De nombreux élèves et étudiants, malgré d'excellents résultats scolaires, vivent avec la peur constante d'être « démasqués ». Ils attribuent leurs bonnes notes à la chance, à la bienveillance d'un professeur ou à la simplicité de l'examen, refusant inconsciemment de s'approprier leur réussite. Ce mécanisme psychologique, frein majeur à une orientation épanouie, nécessite un travail de restructuration cognitive.

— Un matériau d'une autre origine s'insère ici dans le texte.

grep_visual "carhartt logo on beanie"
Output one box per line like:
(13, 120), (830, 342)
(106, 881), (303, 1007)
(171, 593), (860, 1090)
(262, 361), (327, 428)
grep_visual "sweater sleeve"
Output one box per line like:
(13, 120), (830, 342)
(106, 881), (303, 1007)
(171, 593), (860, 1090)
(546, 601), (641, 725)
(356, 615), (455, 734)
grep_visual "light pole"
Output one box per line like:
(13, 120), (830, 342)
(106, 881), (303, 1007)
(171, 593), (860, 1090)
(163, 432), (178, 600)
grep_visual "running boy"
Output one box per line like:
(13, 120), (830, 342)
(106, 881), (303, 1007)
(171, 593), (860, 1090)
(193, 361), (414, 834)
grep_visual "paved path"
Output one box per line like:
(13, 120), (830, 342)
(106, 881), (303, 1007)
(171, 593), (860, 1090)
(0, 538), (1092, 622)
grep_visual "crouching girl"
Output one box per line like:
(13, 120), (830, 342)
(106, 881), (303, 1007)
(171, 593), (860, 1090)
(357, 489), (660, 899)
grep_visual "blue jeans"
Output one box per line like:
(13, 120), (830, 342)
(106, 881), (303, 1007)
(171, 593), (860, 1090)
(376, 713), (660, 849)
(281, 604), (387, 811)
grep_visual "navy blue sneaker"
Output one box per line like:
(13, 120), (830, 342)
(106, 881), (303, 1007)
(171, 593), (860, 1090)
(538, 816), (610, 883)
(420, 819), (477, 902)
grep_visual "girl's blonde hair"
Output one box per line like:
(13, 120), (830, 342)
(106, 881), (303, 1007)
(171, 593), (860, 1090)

Apprendre à rationaliser ses succès, c'est-à-dire examiner froidement les faits pour en tirer des conclusions objectives, est une compétence indispensable pour construire une identité scolaire solide et envisager l'avenir avec sérénité.
Qu'est-ce que la rationalisation des succès ?
Le syndrome de l'imposteur, théorisé en 1978 par les psychologues Pauline Rose Clance et Suzanne Imes, se caractérise par l'incapacité à intérioriser ses accomplissements. Rationaliser ses succès est l'exact opposé de ce ressenti émotionnel : il s'agit d'une démarche analytique visant à connecter un résultat (une bonne note, une appréciation positive) à sa cause réelle (le travail, la méthode, l'intelligence).
Pour les jeunes en pleine construction, ce processus ne se fait pas toujours naturellement. Il requiert de sortir de l'émotionnel pour entrer dans le factuel. C'est une étape essentielle pour combattre durablement le sentiment d'illégitimité qui peut paralyser les choix d'orientation vers des filières sélectives ou ambitieuses.
L'importance de l'attribution interne
En psychologie sociale, on distingue l'attribution externe (la chance, le hasard) de l'attribution interne (les compétences, l'effort). Le jeune touché par le syndrome de l'imposteur a tendance à rejeter systématiquement la causalité interne. Or, pour rationaliser un succès, il est impératif d'attribuer ses réussites à ses compétences et à son travail personnel.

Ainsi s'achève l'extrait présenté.